The calls are part of the second request in the discovery procedure staged by the DOJ’s Antitrust Division, which is charged with reviewing mergers and acquisitions that could have anticompetitive results.
“A second request is typical for a deal of this size, and we are not surprised the government would ask for more information and time to review it,” according to a statement from Schwab, which remains upbeat on the deal’s approval.
Not so fast, some industry sources say. “There are many advisors and others who think this deal would be terrible for investors and for RIAs,” said Tim Welsh, head of Nexus Strategy, a consulting firm.
“It’s really no shoo-in,” Welsh explained. “The odds against it have gone up quite a bit.”
The merger would unite about 14,000 of the country’s 20,000 RIAs, he says, adding that some of these 14,000 RIAs use more than one custodian.
Schwab has an estimated 50% market share as an RIA custodian; TD Ameritrade’s is roughly 15% to 20%, and Fidelity has about 25%.
“We continue to believe the transaction will be beneficial to investors and to the registered investment advisors who serve them … ,” Schwab said. “The industry is, and will remain, dynamically competitive, and we believe combining our two companies will give us the opportunity to enhance our services to all of our clients, including individual investors and RIAs.”
The deal was discussed by officials and advisors extensively at TD Ameritrade Institutional’s recent National LINC event in Orlando, Florida. Before, during and after the RIA conference, the DOJ was contacting advisors to arrange calls about it.
And one week later, Schwab CEO Walt Bettinger pledged it would not impose asset minimums or custody fees on small RIAs and has “no intention to raise them.”
While there’s plenty of competition on the retail or DIY investor side of Schwab and TD’s businesses, it’s the RIA side — which is more like an oligopoly — that has caught the DOJ’s attention.
With so few players in the RIA space, the loss of one party “means prices are going to go up for the advisor and/or the end client and service is going to go down,” said Ryan Hughes of Bull Oak Capital.
Hughes says he isn’t holding his breath that the DOJ will block the merger. “When was the last time a merger got blocked?”
While the DOJ just approved the $26 billion tie-up of T-Mobile and Sprint, it did block Novelis’ proposed purchase of Aleris in September to “preserve competition in the North American market for rolled aluminum sheet” used to make cars.

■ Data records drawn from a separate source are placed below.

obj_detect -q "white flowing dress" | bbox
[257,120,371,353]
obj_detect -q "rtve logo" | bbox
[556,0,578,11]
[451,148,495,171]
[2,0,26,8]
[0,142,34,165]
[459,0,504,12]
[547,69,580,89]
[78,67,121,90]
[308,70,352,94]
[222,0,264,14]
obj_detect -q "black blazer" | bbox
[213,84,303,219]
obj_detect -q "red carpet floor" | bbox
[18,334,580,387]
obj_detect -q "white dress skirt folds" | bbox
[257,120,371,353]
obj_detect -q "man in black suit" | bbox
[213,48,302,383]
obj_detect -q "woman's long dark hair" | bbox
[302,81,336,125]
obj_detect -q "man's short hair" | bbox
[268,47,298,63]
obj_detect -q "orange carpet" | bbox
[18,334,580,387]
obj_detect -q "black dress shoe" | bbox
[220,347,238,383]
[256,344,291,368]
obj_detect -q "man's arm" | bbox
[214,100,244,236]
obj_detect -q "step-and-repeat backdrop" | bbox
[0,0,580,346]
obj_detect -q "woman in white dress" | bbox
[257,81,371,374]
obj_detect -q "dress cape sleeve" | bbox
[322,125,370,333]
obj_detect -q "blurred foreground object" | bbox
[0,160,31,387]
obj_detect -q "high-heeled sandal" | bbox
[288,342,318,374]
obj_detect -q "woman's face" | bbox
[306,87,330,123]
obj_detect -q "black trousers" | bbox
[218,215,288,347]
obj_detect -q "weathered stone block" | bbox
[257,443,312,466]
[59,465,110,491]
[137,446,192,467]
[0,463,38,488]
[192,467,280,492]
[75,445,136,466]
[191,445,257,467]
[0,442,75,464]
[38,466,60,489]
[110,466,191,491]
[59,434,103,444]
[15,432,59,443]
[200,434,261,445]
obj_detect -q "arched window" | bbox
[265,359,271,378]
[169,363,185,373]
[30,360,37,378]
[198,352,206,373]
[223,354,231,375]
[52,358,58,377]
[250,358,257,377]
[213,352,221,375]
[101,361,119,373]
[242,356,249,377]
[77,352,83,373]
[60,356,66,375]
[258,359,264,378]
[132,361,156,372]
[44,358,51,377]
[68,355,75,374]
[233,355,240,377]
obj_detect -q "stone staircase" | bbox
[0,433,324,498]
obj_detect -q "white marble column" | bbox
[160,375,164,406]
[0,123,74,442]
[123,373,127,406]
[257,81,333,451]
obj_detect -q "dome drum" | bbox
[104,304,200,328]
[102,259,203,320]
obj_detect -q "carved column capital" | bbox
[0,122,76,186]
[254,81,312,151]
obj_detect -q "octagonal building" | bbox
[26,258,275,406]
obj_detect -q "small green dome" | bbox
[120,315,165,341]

For its part, Schwab insists the transaction “will be beneficial to investors and to the registered investment advisors (RIAs) who serve them.”

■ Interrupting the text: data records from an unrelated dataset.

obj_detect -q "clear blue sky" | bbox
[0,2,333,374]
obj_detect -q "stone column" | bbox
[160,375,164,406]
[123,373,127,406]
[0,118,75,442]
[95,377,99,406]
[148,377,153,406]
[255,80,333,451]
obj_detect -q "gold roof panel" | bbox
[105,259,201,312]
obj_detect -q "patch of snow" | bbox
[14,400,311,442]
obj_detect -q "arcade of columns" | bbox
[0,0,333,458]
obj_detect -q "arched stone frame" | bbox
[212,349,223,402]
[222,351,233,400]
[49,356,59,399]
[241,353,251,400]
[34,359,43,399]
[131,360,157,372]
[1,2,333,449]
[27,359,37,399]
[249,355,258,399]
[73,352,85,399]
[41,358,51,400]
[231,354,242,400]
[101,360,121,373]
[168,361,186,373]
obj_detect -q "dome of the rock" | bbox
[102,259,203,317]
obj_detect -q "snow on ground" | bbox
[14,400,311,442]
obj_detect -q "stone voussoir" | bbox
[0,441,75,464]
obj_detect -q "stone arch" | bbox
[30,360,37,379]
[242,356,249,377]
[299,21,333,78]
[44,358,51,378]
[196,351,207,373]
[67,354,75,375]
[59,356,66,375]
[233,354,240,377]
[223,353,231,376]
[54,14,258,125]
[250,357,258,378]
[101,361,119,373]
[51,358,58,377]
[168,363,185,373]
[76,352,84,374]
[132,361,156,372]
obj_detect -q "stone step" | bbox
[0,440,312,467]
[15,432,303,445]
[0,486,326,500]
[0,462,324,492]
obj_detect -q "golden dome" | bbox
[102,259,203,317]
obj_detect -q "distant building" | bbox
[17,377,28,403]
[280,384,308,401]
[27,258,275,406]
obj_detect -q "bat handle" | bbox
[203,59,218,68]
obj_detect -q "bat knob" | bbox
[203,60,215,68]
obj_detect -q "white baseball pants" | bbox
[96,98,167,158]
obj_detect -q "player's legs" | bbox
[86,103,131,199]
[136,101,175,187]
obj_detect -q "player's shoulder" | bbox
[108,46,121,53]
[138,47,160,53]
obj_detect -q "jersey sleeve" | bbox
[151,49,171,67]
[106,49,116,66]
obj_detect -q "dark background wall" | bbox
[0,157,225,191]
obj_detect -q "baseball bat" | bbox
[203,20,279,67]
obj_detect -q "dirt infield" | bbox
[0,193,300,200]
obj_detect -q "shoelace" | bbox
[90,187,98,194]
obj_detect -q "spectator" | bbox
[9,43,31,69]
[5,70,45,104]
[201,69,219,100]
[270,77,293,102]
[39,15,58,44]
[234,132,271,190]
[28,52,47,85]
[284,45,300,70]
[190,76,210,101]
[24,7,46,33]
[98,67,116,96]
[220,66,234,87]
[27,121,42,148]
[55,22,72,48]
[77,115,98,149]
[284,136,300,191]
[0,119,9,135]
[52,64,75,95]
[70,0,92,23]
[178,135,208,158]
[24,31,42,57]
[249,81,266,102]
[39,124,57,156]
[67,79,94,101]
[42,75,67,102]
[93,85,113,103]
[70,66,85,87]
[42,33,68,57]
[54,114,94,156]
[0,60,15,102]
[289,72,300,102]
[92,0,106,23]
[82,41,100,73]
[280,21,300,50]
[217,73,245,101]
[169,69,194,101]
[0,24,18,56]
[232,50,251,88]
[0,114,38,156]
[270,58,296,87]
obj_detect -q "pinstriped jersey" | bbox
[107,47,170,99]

What does it take to become a custodian for RIAs? About $15 million to get the regulatory and other structure in place, Hughes says, along with product knowledge and a fairly robust offering of products and services.
The three pillars of offerings for RIAs, says Welsh, are technology, service and advocacy. The deal is likely to stifle innovation and downgrade service (especially to smaller RIAs), he says.
“How can you justify spending money [on service] without the corresponding revenue stream?” he asked. As a result, some advisors could be pushed to call centers, where wait times “could go as long as, like, 58 minutes,” Welsh said.
As for RIA advocacy, Schwab “is not likely to be a cheerleader” for smaller advisors, he added.
It’s possible the government could ask Schwab to spin off TD’s RIA business or to sell it, the consultant says.
“This is not a slam dunk,” Welsh said. And if the merger falls through, TD is owed about $1 billion. “The stakes are beyond normal.”
Schwab “continue[s] to cooperate fully with the DOJ in its review,” the firm said. “We continue to expect that the transaction will close in the second half of 2020. Planning for the integration will continue.”